Meiseles ultimately helped build an entirely new and unique production workflow, coordinating hundreds of people across multiple locations, including a replica basketball court in a Brooklyn studio. In Florida, they worked out the kinks during dozens of scrimmages before the first official game July 30.
Athletes were the priority — fans a very close second.
“Players on the court wanted to hear fan prompts, home court cheers, music, and a lot more,” Meiseles says, and they wanted instantaneous fan reaction so they could feed off the virtual crowd. Fans needed a different spin. “There’s a balance,” Meiseles says. “At home, you want to hear the announcers. You want to hear prompts (and) what players are saying.”
I’ve been into racing my whole life, and if there’s one thing race car fans agree on, it’s that the quality of coverage can be sub-optimal, at least in the United States. If you want great commentary, you’ve got to stream foreign feeds, sacrificing video and sound quality to get the fan service.
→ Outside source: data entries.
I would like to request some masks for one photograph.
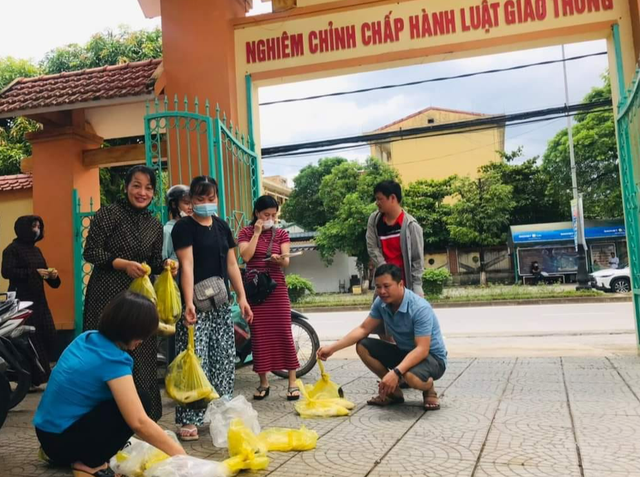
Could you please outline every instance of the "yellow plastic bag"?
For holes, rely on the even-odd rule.
[[[189,327],[187,349],[176,356],[169,365],[165,378],[167,395],[179,404],[200,408],[220,396],[204,374],[200,360],[196,356],[195,331]]]
[[[342,398],[311,397],[307,388],[298,379],[302,399],[295,404],[295,409],[300,417],[309,419],[313,417],[337,417],[348,416],[349,411],[355,407],[351,401]]]
[[[305,385],[307,393],[313,399],[339,399],[344,397],[342,388],[331,381],[329,373],[325,372],[324,364],[321,360],[318,360],[318,367],[320,368],[320,379],[314,384]]]
[[[229,459],[223,462],[232,474],[241,470],[263,470],[269,466],[267,446],[241,419],[234,419],[229,426]]]
[[[171,266],[165,267],[160,274],[153,288],[156,291],[158,302],[158,316],[160,321],[168,325],[175,324],[182,314],[182,302],[180,301],[180,290],[173,276],[171,276]]]
[[[156,303],[156,291],[153,289],[151,280],[149,280],[149,275],[151,275],[151,267],[146,263],[143,263],[142,268],[144,268],[145,271],[144,277],[134,279],[129,286],[129,290],[134,293],[139,293],[140,295],[147,297],[149,300]]]
[[[302,426],[300,429],[281,429],[274,427],[258,434],[268,451],[290,452],[316,448],[318,433]]]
But the NBA Finals knocked things like racing coverage back to the Stone Age. The crowd noise was awesome. The camera angles and tracking shots were crazy. The speed of the camera cuts, the video quality, the sound quality — it was all shockingly good. And by season’s end, some of that was even being automated, and they have big plans for 2021.
It’s refreshing to see that the realities of the pandemic didn’t knock the NBA off its perch. Yes, there were risks involved, but there was also opportunity. Not just to replicate pre-COVID broadcast coverage, but to elevate it by redefining the experience for players and remote fans alike.
If real innovation is when technology and business intersect and scale in the real world, the NBA bubble ranks up there with the most innovative media projects of all time.